Kings of Convenience - Riot on an Empty Street


Kings of Convenience
Riot on an Empty Street


I reviewed a prior album by KoC, and was not terribly impressed but felt it was not without its strong points. Little has changed, but they are trying with small changes to make this a step up in their quest for indie pop cred.

The opener, Homesick, is like a junior-league 60s folk, as is much of the rest of the album. It's decent, but has the same trappings their last album did; overly earnest or pseudo-ironic meandering. Cayman Islands starts in the same fashion, but improves as the strings kick in, giving some sense of dynamics to what would have been an otherwise pedestrian exercise in melancholy. Know How is a breathy complement to anyones early John Mayer collection (Mayer's latest trio outings show him to be a much different beast -- to everyone's benefit).

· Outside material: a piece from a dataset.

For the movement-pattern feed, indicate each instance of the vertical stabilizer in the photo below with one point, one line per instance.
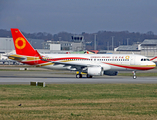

The album only really picks up when they get out of their "Tribute To Hello Darkness My Old Friend by way of Oslo" mode, as they do on the track Sorry or Please, which adds strings, piano and drums. Misread starts out as a weak bossa-inflected go, but grows on you. The sole single-ready track is also the premier slice of songcraft; the uptempo, whimsy-filled I'd Rather Dance.

There is a guest spot from Broken Social Scene vocalist Leslie Feist which may interest some.

Still somewhat mediocre, but better than a lot of agit-fluff politifolk and sappy acoustic pop junk (think Jewel's first 3 albums as a cashmere-sweater wearing airhead*)

* (...now she's a full blown pop airhead).